Often overlooked in all of the killer app dogma (or you can call it a smoking gun like Steve Gillmor) is the fact that adoption of Silverlight was event, rather than application, driven. It’s an important detail which we all need to remember and take advantage of. Real world needs / events drive our actions. They provide an opportunity to connect (Google’s holiday treatment of its logo) and fuel usage. YouTube’s user experience sure as hell isn’t driving use, but self-expression, narcissism and exhibitionism combined with low transaction costs for video self-publishing probably are. Very few of us are trolling for “killer apps” and even when confronted with a compelling design and experience we won’t be back unless there is a real need to drive use.
The Olympics are what I would call a disruptive event. An event with enormous audience breadth and compelling storylines that are information and rich media centric–right in the wheelhouse for RIA. When successfully leveraged they can precipitate dramatic rags to riches stories (very different from ubiquity).
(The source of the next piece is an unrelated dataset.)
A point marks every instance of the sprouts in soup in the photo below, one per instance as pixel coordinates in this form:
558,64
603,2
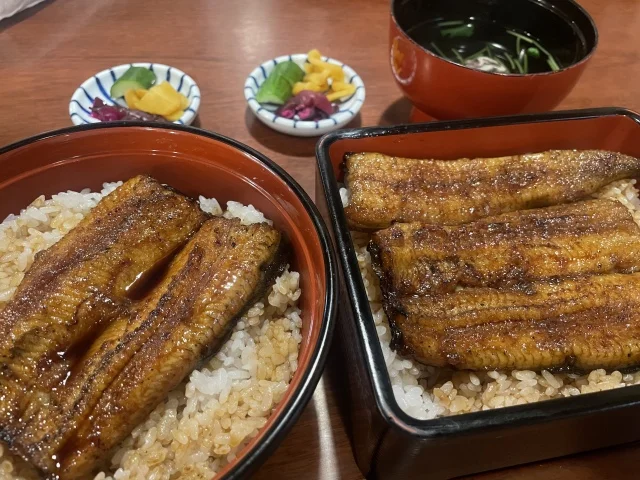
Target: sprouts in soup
485,46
As an example, take a look at how JibJab successfully piggybacked on the presidential election cycle here in the States several cycles back and they continue to leverage holidays and other events.
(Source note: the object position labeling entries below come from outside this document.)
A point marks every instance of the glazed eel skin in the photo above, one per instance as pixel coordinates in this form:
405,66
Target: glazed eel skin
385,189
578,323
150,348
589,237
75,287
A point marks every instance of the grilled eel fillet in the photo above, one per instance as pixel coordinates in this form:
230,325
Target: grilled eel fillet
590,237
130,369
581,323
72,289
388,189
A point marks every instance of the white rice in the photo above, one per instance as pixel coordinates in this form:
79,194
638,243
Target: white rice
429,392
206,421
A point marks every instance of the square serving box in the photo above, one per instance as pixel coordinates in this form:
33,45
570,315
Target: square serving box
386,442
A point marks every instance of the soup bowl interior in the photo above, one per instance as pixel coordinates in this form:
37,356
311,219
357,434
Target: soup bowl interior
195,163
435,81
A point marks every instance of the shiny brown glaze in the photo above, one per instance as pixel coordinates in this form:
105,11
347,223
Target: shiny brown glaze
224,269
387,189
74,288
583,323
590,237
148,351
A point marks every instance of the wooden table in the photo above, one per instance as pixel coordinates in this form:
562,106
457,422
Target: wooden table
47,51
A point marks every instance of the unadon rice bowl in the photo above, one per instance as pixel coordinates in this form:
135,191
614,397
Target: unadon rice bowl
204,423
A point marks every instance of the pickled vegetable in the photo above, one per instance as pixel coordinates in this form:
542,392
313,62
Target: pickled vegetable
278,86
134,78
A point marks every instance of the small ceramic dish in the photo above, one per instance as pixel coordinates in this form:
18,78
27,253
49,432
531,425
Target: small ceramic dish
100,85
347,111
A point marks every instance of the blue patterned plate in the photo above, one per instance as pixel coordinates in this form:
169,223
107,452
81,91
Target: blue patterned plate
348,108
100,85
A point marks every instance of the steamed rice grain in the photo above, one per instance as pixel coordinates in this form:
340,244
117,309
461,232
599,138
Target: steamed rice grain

Microsoft was smart to take advantage of the Olympics, but even that disruptive event fell way short of the adoption numbers we were hearing from them and the yellow press (yellow blogosphere just doesn’t roll off the tongue). It should be crystal clear to everyone that Silverlight won’t be a ubiquitous platform (98% penetration)
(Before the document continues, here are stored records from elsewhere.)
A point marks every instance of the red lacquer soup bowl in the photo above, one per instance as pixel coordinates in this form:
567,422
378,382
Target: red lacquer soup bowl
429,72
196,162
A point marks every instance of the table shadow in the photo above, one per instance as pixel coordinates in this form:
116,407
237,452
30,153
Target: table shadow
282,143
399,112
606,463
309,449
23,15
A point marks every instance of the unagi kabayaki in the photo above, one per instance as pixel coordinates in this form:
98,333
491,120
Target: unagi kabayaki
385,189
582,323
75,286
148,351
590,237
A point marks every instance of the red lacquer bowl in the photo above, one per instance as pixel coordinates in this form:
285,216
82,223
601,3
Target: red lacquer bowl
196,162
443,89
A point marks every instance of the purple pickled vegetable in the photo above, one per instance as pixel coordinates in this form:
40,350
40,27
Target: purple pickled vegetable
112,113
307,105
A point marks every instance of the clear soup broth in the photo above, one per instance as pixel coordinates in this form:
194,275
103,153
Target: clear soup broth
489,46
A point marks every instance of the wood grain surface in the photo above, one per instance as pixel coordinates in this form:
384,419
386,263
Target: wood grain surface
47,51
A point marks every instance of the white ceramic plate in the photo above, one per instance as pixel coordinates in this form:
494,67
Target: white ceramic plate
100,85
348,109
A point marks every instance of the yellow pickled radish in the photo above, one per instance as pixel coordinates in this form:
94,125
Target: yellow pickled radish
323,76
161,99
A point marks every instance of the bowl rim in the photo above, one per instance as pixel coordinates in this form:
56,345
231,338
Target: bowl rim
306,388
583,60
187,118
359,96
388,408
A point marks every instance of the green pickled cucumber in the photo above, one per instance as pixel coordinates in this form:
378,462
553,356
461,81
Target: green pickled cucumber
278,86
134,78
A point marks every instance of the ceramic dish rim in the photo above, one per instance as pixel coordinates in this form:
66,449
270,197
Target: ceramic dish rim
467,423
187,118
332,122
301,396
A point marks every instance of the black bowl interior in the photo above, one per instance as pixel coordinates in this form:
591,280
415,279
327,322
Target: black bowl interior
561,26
overnight or in the near term. They’re going to have to earn those stripes the same way the Flash Player did–slowly over time, developer by developer, site by site and viewer by viewer. There’s nothing wrong with that and it doesn’t mean the platform isn’t going to be successful. I wish them luck and hope for less hyperbole in the future.

2 Comments
You’re right about Silverlight having to earn its place - a good way to gain some developer support might be to add some features that are NOT in Flash, thus giving it a unique selling point. I don’t think it’s enough to just say “Hey, .NET guy - here’s your version of Flash - go be creative”, because you can’t make a winforms or ASP developer into an RIA developer over night. I’d love to be excited about Silverlight like I am about Microsoft XNA, but it just doesn’t have anything to make you go “Wow!”. If the two-state solution is going to work out as you suggest, I also think the two companies need to allow a bit of tools compatability - for example moving vector artwork between Illustrator/Flash, and Blend/Silverlight/XAML.
You’re missing the point, the Olympics proved a clear point, that end users are willing to download a plugin in order to view the event.
Flash currently has 8-18million people per day downloading Flash Plugin, that’s 7-17 times the worlds population per year hitting the “install” button. 80% of these people don’t get it via bundling/updater like solutions either. They get it from the AcitveX site found on Adobe.com
This is from Emmy @ Adobe her self may I add.
Adobe haven’t been challenegd until now and the real success story isn’t going to come from Events (they are just the big fish), the actuality of it all is going to come from OEM bundling or partnerships with CDN style networks.
Adobe haven’t got a story around this so they are keeping everyone locked on the 98% methodology - which has growing questions around it’s accuracy may I add.